Peningkatan kandungan CO2 dalam air laut menyebabkan berubahnya keseimbangan sistem
karbonat. Pertumbuhan terumbu karang di laut sangat tergantung dari kemampuan binatang karang di
dalamnya untuk menyusun kerangka luar dari kapur. Penurunan karbonat dan bikarbonat dalam air
(sebagai akibat dari meningkatnya kandungan CO2) akan menurunkan kejenuhan aragonit sehingga
akan memperlambat pertumbuhan terumbu karang di laut. Selain itu, kerangka kapur dari terumbu
karang yang saat ini sudah kuat, bisa melemah dan terumbu karang akan mengalami erosi. Jika hal ini
terjadi maka kehidupan ikan-ikan yang termasuk dalam kategori ’reef associated species’ akan
terganggu. Berdasarkan perkiraan World Resource Institute melalui dokumentasi FishBase, 70% dari
ikan-ikan komersial yang ditangkap oleh nelayan termasuk dalam kategori reef associated species.
Dengan demikian, meningkatnya kandungan CO2 di laut yang diserap dari udara, pada akhirnya akan
mempengaruhi sumber mata pencaharian masyarakat dari perikanan tangkap (Hughes et al, 2003).
Melemahnya struktur karangka kapur terumbu karang akan mengurangi fungsi lain dari
ekosistem terumbu karang. Terumbu karang telah terbukti sebagai pelindung pantai dari serangan
gelombang maupun tsunami.
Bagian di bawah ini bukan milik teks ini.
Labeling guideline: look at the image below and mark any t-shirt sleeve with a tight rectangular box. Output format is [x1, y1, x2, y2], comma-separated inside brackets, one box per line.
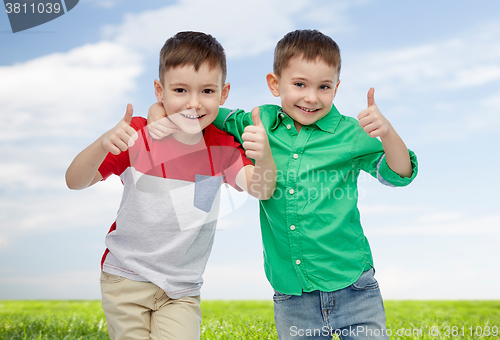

Para peneliti mencatat bahwa setengah dari energi gelombang/tsunami
berkurang setelah melewati terumbu karang yang sehat. Peningkatan CO2 air laut, secara tidak
langsung bisa menyebabkan abrasi pantai (Obura D.O., 2005; Nyström & Folke 2001).
Perubahan sistem karbonat air laut juga berpengaruh pada ikan. Sebagian besar spesies ikan
mengalami penurunan kemampuan reproduksi pada kejenuhan aragonit yang lebih rendah. Sistem
lainnya yang juga terganggu adalah tekanan osmosis dan laju metabolisme. Sebagai dampak
turunannya, ikan akan semakin mudah terserang penyakit. Pada akhirnya, populasi ikan akan
berkurang dan berkurang juga potensi salah satu sumberdaya bagi masyarakat pantai (Hughes et al,
2003: Nyström M and Folke C., 2001).
3.2. Suhu Permukaan Air Laut
Pemanasan global merupakan dampak pertama yang bisa dirasakan dari perubahan iklim.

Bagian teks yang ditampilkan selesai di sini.